Jonathan Pie lets loose about this scandal (that he calls ‘Cash for Cushions’) and says that this episode shows how out of touch these top Conservative politicians are with the lives of ordinary people. He also helpfully decodes the language politicians use when trying to wriggle out of messes.


  1. sonofrojblake says

    For US and other readers : “cash for X” is a reference to a scandal in the 90s when mps took cash to ask questions in Parliament.

  2. Who Cares says

    For the tidbit that starts at 2:30, that is another scandal brewing, link to the latest BBC article on this. A VIP fast lane to fast track PPPE (and other COVID related) deals.
    The defense is “Anyone could use that fast track to get deals approved”. They are leaving out that you need to know it exists and that for some strange reason only a few people (or the companies they represent) with contacts in the UK government got deals approved when they used that fast track option. I believe (can’t find that specific article ATM) that only one deal of all the ones that got approved this way passed the smell test.

  3. Pierce R. Butler says

    … Johnson … his No 11 residence, which he shares with his fiancee, Carrie Symonds, and their son, Wilfred.

    The UK Prime Minister lives in sin, with his mistress, and their little bastard!?!?

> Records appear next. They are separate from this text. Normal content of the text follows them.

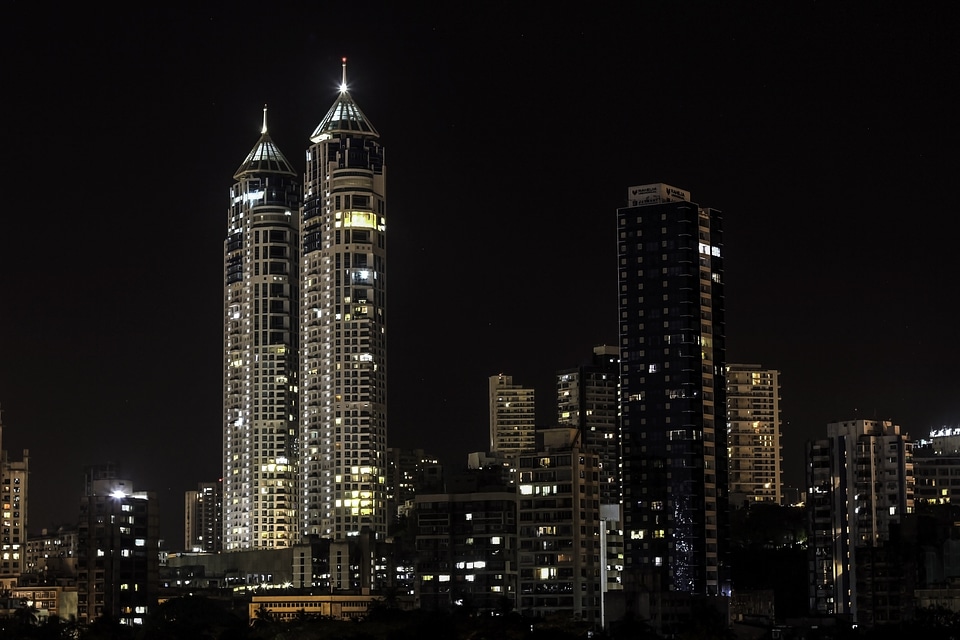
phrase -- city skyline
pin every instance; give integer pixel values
(822, 135)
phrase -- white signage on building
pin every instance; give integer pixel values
(658, 193)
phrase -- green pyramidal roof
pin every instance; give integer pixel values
(343, 117)
(265, 157)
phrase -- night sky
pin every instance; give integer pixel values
(825, 134)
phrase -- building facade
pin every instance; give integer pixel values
(513, 417)
(560, 533)
(466, 546)
(203, 518)
(860, 494)
(754, 430)
(117, 552)
(672, 364)
(936, 467)
(588, 399)
(260, 352)
(343, 327)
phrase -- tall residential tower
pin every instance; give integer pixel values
(343, 327)
(260, 352)
(670, 269)
(753, 434)
(513, 420)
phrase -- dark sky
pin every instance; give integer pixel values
(825, 134)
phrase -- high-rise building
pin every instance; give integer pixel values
(588, 400)
(14, 481)
(118, 559)
(513, 417)
(860, 494)
(672, 352)
(260, 352)
(560, 528)
(343, 327)
(753, 434)
(203, 518)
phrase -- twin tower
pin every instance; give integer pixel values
(304, 353)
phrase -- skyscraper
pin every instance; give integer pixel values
(203, 518)
(753, 434)
(118, 560)
(588, 399)
(343, 326)
(672, 355)
(14, 482)
(260, 352)
(861, 490)
(513, 418)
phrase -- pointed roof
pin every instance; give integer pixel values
(265, 157)
(343, 117)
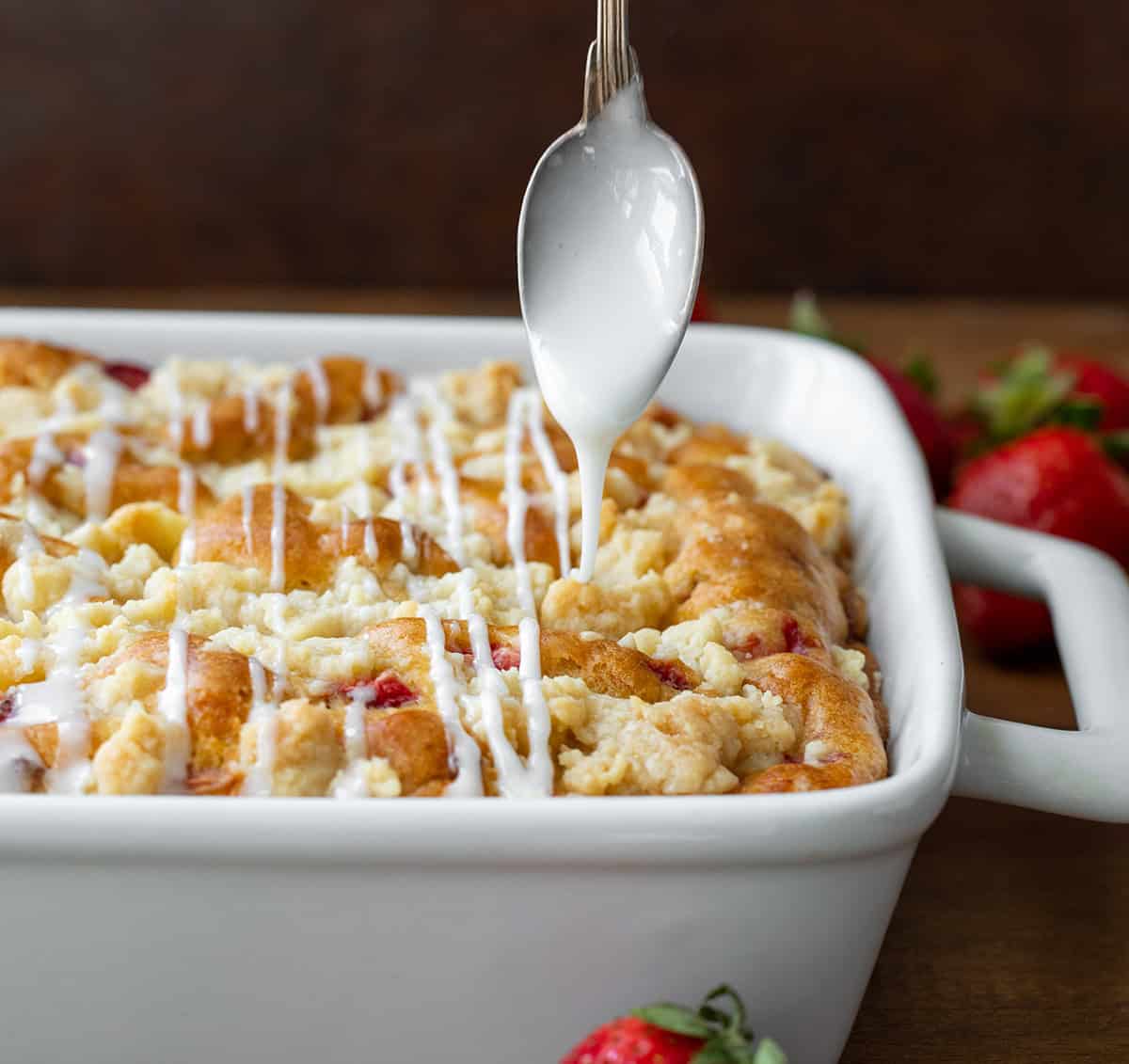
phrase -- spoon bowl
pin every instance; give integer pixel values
(609, 254)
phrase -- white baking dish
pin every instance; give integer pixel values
(189, 930)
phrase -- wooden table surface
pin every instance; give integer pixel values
(1010, 942)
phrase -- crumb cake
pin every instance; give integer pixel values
(327, 580)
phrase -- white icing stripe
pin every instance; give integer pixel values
(278, 494)
(29, 653)
(491, 687)
(29, 546)
(449, 476)
(517, 501)
(468, 757)
(251, 409)
(259, 780)
(176, 412)
(104, 451)
(539, 725)
(353, 782)
(60, 698)
(173, 706)
(45, 456)
(373, 388)
(248, 502)
(399, 488)
(278, 538)
(201, 426)
(558, 483)
(320, 383)
(186, 502)
(17, 754)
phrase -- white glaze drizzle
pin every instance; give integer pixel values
(491, 688)
(28, 653)
(558, 483)
(173, 707)
(320, 383)
(373, 388)
(278, 493)
(259, 781)
(468, 757)
(29, 546)
(251, 409)
(517, 501)
(59, 698)
(104, 452)
(45, 455)
(353, 782)
(539, 725)
(16, 754)
(440, 418)
(248, 504)
(201, 426)
(176, 412)
(186, 504)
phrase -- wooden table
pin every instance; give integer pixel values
(1010, 942)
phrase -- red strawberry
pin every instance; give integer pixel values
(1096, 381)
(673, 1035)
(129, 374)
(932, 434)
(1056, 480)
(385, 691)
(505, 658)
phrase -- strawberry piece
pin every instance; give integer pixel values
(1054, 480)
(752, 647)
(1003, 625)
(666, 1034)
(672, 674)
(385, 691)
(632, 1040)
(505, 658)
(1104, 384)
(930, 429)
(130, 375)
(794, 640)
(932, 434)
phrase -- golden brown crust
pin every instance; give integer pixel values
(840, 738)
(755, 558)
(489, 516)
(134, 482)
(12, 532)
(605, 666)
(348, 400)
(34, 364)
(311, 551)
(413, 741)
(235, 437)
(218, 698)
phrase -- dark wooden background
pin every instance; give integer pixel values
(875, 147)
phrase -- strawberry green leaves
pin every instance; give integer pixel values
(720, 1023)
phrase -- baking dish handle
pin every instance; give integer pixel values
(1077, 774)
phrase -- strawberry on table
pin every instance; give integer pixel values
(666, 1034)
(912, 389)
(1057, 480)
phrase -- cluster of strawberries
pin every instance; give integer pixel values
(1042, 444)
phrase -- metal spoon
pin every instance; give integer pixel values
(609, 253)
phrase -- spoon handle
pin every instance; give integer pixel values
(611, 61)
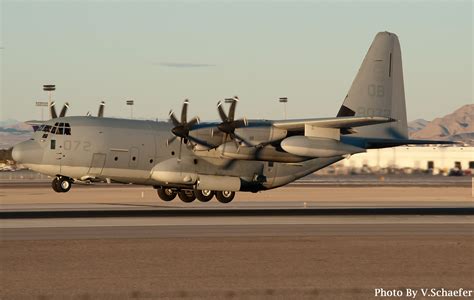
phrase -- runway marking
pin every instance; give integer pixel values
(229, 212)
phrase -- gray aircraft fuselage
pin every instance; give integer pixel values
(127, 151)
(233, 155)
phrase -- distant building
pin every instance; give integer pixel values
(435, 159)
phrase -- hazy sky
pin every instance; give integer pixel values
(161, 52)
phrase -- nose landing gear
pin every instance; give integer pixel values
(61, 184)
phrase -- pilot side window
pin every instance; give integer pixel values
(67, 129)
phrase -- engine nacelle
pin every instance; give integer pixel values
(317, 147)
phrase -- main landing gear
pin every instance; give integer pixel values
(188, 195)
(61, 184)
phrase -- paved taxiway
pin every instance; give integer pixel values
(115, 242)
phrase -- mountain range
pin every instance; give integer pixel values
(457, 126)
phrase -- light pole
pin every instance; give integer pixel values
(42, 104)
(130, 103)
(49, 88)
(284, 100)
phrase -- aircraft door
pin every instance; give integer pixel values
(133, 163)
(97, 164)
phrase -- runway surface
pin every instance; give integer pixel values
(305, 243)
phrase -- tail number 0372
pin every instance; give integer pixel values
(77, 145)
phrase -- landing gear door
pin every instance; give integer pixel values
(133, 163)
(270, 172)
(97, 164)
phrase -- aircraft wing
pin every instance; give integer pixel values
(341, 122)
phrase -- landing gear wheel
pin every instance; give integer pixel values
(166, 194)
(55, 185)
(186, 196)
(61, 184)
(225, 196)
(204, 195)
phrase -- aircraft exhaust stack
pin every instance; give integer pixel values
(317, 147)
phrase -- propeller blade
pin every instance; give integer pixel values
(173, 119)
(64, 110)
(200, 142)
(100, 113)
(235, 135)
(240, 123)
(184, 111)
(221, 112)
(52, 110)
(232, 109)
(180, 147)
(170, 140)
(193, 122)
(224, 142)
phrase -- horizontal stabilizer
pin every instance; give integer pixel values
(341, 122)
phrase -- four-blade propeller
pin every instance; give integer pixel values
(181, 129)
(229, 124)
(52, 110)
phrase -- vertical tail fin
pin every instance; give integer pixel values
(378, 90)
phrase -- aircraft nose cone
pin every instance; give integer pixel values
(28, 151)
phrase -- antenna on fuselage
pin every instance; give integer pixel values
(50, 88)
(100, 113)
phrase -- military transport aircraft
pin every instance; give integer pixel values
(194, 159)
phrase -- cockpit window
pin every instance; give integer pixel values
(58, 128)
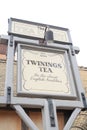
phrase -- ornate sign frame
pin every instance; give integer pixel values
(44, 72)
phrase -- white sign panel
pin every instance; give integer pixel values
(44, 72)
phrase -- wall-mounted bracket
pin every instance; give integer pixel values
(84, 100)
(11, 40)
(51, 113)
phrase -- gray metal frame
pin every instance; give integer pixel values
(64, 52)
(10, 31)
(19, 102)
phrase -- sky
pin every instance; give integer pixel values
(71, 14)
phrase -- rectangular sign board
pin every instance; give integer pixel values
(43, 71)
(36, 30)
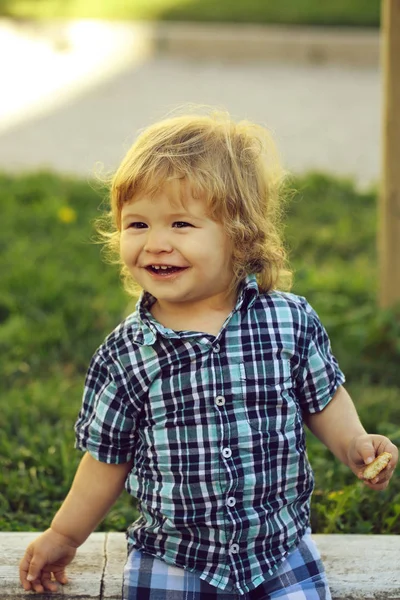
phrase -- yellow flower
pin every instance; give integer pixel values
(66, 214)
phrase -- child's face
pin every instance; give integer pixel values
(174, 250)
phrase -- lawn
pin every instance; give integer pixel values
(356, 13)
(58, 300)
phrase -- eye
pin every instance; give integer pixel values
(181, 224)
(137, 225)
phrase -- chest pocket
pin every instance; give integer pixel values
(268, 391)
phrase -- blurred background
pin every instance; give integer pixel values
(79, 79)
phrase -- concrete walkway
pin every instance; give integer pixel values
(77, 93)
(359, 567)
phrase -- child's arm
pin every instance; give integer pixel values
(95, 489)
(339, 428)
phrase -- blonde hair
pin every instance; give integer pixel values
(232, 165)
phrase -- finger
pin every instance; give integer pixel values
(23, 571)
(367, 452)
(37, 586)
(35, 569)
(48, 584)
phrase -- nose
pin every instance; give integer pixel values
(157, 241)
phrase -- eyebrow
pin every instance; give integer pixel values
(178, 215)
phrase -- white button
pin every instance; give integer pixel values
(226, 452)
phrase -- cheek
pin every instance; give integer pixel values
(127, 249)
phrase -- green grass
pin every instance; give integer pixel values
(58, 300)
(297, 12)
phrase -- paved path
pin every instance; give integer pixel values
(323, 117)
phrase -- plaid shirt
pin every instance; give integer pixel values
(214, 427)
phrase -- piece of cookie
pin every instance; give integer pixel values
(373, 469)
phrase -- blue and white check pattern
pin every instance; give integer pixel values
(215, 431)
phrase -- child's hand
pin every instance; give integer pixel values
(363, 450)
(47, 555)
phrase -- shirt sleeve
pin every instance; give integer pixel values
(319, 375)
(106, 424)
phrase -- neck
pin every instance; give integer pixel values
(207, 317)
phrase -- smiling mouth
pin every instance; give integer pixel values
(164, 270)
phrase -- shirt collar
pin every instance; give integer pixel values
(149, 327)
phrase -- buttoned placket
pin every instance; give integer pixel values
(227, 458)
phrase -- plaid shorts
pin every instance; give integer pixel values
(301, 576)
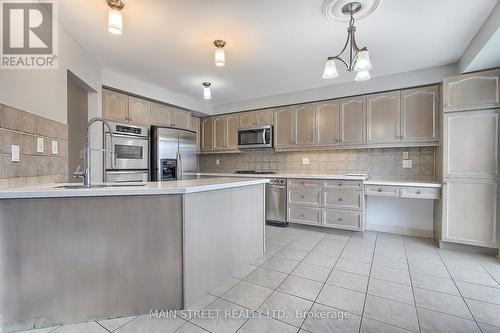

    Even hardcore Trump™ Chumps© would never tolerate such indecency in the White House®!

  4. Matt G says

    Small pence. What about the Catholic bishop Franz-Peter Tebartz-van Els in Germany who spent $41 million on renovations?

  5. Who Cares says

    @Matt G(#5):
    There are quite a few differences. What Bojo did was the equivalent of having the large donors behind a US president pay for redecorating (parts of) the White House. And that shows the sheer idiocy of Bojo, he could have gotten a (bigger) budget for/from the actual owner of the fully furnished rental apartment he can live in while being prime minister of the UK.

    The Bishop did not just rebuild the house for the bishop but also his office and the offices for his direct subordinates. Further he did not take bribes on the side. Then there is that he did not just want to renovate but go for a showcase building. The problem? He could only a get budget of about €5 million approved so he lied, the architect claimed that even barest of his designs fulfilling the design specs would come down to €30 million. And as usual instead of booting him out he got promoted for this (to the Pontifical Council for New Evangelization).

  6. Jörg says

    To me, a German Non-Catholic, TvE provided quite an amusing, prolonged show, at least for months. Well, after the current scandal will be forgotten, I guess Boris is always good for another one. 😀

  7. sonofrojblake says

    Gracious of you to allow “Drapegate”. They’re called “curtains” here, but good on ya for joining in.

  8. KG says

    Cummings was indeed sacked after “bad publicity following a lockdown-violating holiday that he took last year”, but several months after, and certainly not because of it. On the contrary, Johnson was willing to ride out weeks of bad publicity to keep him. Cummings seems to have fallen out with Carrie Symonds, Johnson’s fiancée, mother of the latest of his 6 or so children (the exact number is unclear, possibly even to Johnson), and a former member of Tory Party communications staff, when she blocked the promotion of Lee Cain, a Cummings ally, to the post of Chief of Staff. Cain left at the same time as Cummings. Cummings’ revelations were prompted by his anger at being blamed for a leak of lockdown plans toward the end of his tenure. Johnson must really be worried, becuase Cummings knows where the bodies are buried, and how they got there -- not a figure of speech in this case, he will know all the details of the incompetence and callousness that have led to perhaps 100,000 or more unnecessary Covid deaths in the UK.